Japanese banks have felt less of the credit crunch fallout than their foreign counterparts, but does that make them a more desirable place to ride out the sub-prime storm? Recruiters say the answer to that is yes and no.

Kyoungjin Lim at Pinnacle Consulting says one negative of life at a Japanese bank is the traditionally lower compensation. Richard Fukuda at Hays adds that this is especially true in the back and middle office, but says Japanese banks are more flexible when it comes to compensating front-office roles such as sales traders.

Alan Graves, division manager at Robert Half financial services group, says local banks still struggle to attract talent away from foreign firms due to generally lower compensation packages. “Also, culturally many Japanese staff who have worked in foreign investment firms know that they would not be able to accomplish what they want to achieve in their career by working in a very structured Japanese management style,” he adds

However, Fukuda believes Japanese firms have become much more international in recent years by hiring a greater number of Japanese employees with international experience. He says a J-bank job puts you in the decision-making centre of the firm’s business, rather than in a subsidiary waiting for approvals from overseas.

Keiichi Morita at Hays says domestic banks are more reluctant than the foreign banks to lay off people. He adds that there is more flexibility regarding career specialisation within Japanese banks, meaning when a business line is struggling employees are often reassigned elsewhere instead of being let go.

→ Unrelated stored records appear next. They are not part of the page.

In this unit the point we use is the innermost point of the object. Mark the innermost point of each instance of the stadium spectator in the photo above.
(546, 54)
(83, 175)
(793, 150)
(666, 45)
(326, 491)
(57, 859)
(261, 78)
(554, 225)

Lim believes time at a Japanese bank will strengthen a candidate’s CV. “Many foreign banks welcome people who work successfully at J-banks, especially for sales types of roles in sell-side firms. It proves you can do more than only speak the language,” she says.

What are the chances of landing a job at a local bank? Morita says although hiring has been generally cautious since the Japanese financial year started in April, there are still many opportunities available and banks are also keen to hire non-Japanese bankers if they have a strong skill set.

But be warned, they want more than just language skills: “Inevitably they prefer fluent Japanese skills and an awareness of Japanese office culture,” Morita says.